Reported-By: Andreas Joseph Krogh
Discussion: https://postgr.es/m/VisenaEmail.c5.3ee7fe277d514162.16a6d785bea@tc7-visena
This commit is contained in:
Peter Geoghegan 2019-05-02 12:33:35 -07:00
parent dd69597988
commit 6dd86c269d

View file

@ -841,6 +841,7 @@ _bt_buildadd(BTWriteState *wstate, BTPageState *state, IndexTuple itup)
OffsetNumber last_off;
Size pgspc;
Size itupsz;
bool isleaf;
/*
* This is a handy place to check for cancel interrupts during the btree
@ -855,9 +856,12 @@ _bt_buildadd(BTWriteState *wstate, BTPageState *state, IndexTuple itup)

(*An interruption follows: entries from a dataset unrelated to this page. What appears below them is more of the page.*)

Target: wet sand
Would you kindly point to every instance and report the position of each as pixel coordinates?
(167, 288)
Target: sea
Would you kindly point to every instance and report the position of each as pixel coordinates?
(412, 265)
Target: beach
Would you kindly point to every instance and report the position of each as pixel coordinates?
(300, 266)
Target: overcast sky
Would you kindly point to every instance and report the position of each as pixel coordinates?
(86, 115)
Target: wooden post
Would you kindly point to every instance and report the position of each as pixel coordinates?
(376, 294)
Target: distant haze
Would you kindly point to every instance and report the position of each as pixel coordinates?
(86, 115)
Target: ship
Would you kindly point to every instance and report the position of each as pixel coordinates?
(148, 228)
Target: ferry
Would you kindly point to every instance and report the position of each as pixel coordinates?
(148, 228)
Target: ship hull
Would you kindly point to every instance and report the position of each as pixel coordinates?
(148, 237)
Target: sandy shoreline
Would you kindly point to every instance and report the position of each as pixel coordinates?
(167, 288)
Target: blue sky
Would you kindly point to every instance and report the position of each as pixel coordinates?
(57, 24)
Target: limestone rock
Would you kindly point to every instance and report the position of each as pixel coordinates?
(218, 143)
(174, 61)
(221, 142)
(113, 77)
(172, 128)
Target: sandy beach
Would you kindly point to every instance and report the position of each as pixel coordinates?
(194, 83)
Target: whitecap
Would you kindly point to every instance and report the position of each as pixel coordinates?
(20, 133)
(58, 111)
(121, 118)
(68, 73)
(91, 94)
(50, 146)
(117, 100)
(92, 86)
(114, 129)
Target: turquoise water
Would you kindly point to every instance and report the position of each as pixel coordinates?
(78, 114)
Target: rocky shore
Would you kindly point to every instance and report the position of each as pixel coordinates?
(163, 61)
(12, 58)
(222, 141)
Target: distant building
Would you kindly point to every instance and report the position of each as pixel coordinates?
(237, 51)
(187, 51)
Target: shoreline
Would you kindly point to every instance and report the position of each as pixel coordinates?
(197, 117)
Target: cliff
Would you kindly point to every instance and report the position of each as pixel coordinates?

pgspc = PageGetFreeSpace(npage);
itupsz = IndexTupleSize(itup);
itupsz = MAXALIGN(itupsz);
/* Leaf case has slightly different rules due to suffix truncation */
isleaf = (state->btps_level == 0);
/*
* Check whether the item can fit on a btree page at all.
* Check whether the new item can fit on a btree page on current level at
* all.
*
* Every newly built index will treat heap TID as part of the keyspace,
* which imposes the requirement that new high keys must occasionally have
@ -870,16 +874,29 @@ _bt_buildadd(BTWriteState *wstate, BTPageState *state, IndexTuple itup)
* the reserved space. This should never fail on internal pages.
*/
if (unlikely(itupsz > BTMaxItemSize(npage)))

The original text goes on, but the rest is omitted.